Grazing affects many ecosystems, especially in light of climate change and increasing human activity.


Published: JANUARY 23, 2023

An international team of researchers, including Israelis from the Weizmann Institute of Science in Rehovot, have found that contrary to the common assumption, under certain conditions, grazing in desert areas may actually help the ecosystem.

Seventy-seven percent of the world’s agricultural land is devoted to pasture. The field supports billions of people around the world, and its importance is evidenced by the fact that it is related to 10 of the 17 sustainable development goals defined by the UN for the purpose of ensuring the safety and prosperity of humans around the world.

Grazing affects many ecosystems, especially in light of climate change and increasing human activity. Despite the enormous importance, research in the field is limited and focuses mainly on local issues.

A new study led by Prof. Fernando Maestre from the University of Alicante in Spain – with the participation of more than 130 researchers from all over the world – examined 98 grazing sites in 25 countries in all inhabited continents, including Israel. Maestre, a leading biologist, has published more than 230 articles in leading peer-reviewed journals and written five books in his field. The new study on grazing that he led appears in the journal Dryland Ecology under the title “Grazing and ecosystem service delivery in global drylands.”

How does grazing impact the ecosystem?

The study examined how grazing affects the functioning of the ecosystem and its contribution to the environment in areas such as food production, carbon fixation, water absorption and climate-change mitigation. The research focused on arid climate systems, and there is a reason for that – about 78% of the world’s pastures are in areas that are considered arid, and about a billion people rely on them for food production.

 Flock of sheep at Tel Yarmuth (credit: MARC ISRAEL SELLEM) Flock of sheep at Tel Yarmuth (credit: MARC ISRAEL SELLEM)

In Israel, the study included, among other things, the area of the Gilead Reservoir in southern Carmel, Beit Nir in the Judean lowlands and Sayeret Shaked Park in the northern Negev.

The study found that in hot deserts, where the precipitation falls mainly in a certain season and not uniformly throughout the year and the amount of vegetation in them is low, intensive grazing harms the benefit provided by the ecosystems. In other words, their ability to produce food, mitigate climate change and more decreases.

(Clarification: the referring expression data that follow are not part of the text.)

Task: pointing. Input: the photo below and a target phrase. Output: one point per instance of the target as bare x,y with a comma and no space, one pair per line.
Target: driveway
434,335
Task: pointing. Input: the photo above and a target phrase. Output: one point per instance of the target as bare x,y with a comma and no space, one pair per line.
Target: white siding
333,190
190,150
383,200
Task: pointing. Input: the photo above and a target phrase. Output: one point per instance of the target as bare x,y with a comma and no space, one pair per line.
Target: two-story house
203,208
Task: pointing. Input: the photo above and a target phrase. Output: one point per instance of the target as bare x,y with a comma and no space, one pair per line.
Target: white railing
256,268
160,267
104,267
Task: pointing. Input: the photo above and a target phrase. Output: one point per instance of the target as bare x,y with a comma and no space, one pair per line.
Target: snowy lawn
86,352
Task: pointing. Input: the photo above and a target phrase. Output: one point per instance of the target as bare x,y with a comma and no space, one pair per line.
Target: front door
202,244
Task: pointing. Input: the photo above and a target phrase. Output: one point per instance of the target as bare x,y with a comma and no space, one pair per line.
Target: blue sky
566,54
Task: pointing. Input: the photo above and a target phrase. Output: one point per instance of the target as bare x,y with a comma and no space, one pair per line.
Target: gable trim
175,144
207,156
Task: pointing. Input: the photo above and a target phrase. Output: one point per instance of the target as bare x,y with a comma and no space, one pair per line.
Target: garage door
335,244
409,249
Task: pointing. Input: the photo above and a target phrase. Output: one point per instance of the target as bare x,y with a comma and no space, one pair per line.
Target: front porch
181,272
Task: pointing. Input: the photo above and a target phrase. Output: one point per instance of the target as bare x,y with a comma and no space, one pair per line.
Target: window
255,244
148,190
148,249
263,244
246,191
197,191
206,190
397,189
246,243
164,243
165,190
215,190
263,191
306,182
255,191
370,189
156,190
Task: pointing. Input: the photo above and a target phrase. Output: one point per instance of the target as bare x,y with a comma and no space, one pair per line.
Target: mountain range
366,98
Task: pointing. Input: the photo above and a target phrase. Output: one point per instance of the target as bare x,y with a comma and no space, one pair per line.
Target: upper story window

On the other hand, in less warm deserts, with precipitation that is evenly distributed throughout the year and diverse vegetation, intensive grazing actually promotes the benefits provided by the ecosystems. Among other things, grazing increases the competition between plant species and thereby contributes to the preservation of ecological diversity, and also prevents fires.

To be able to predict the future of the drying ecosystems that are losing their biodiversity, how these ecosystems work must be understood. “In view of climate change, which leads among other things to the expansion of deserts and their increasing drying, the research insights will help in predicting the consequences of these changes on the functioning of pastures around the world,” said the Dr. Eli Tzaady from Israel’s Agricultural Research Administration and Dr. Ilan Stavi at the Dead Sea and Arava Science Center located in the Tamar Regional Council, Neve Zohar.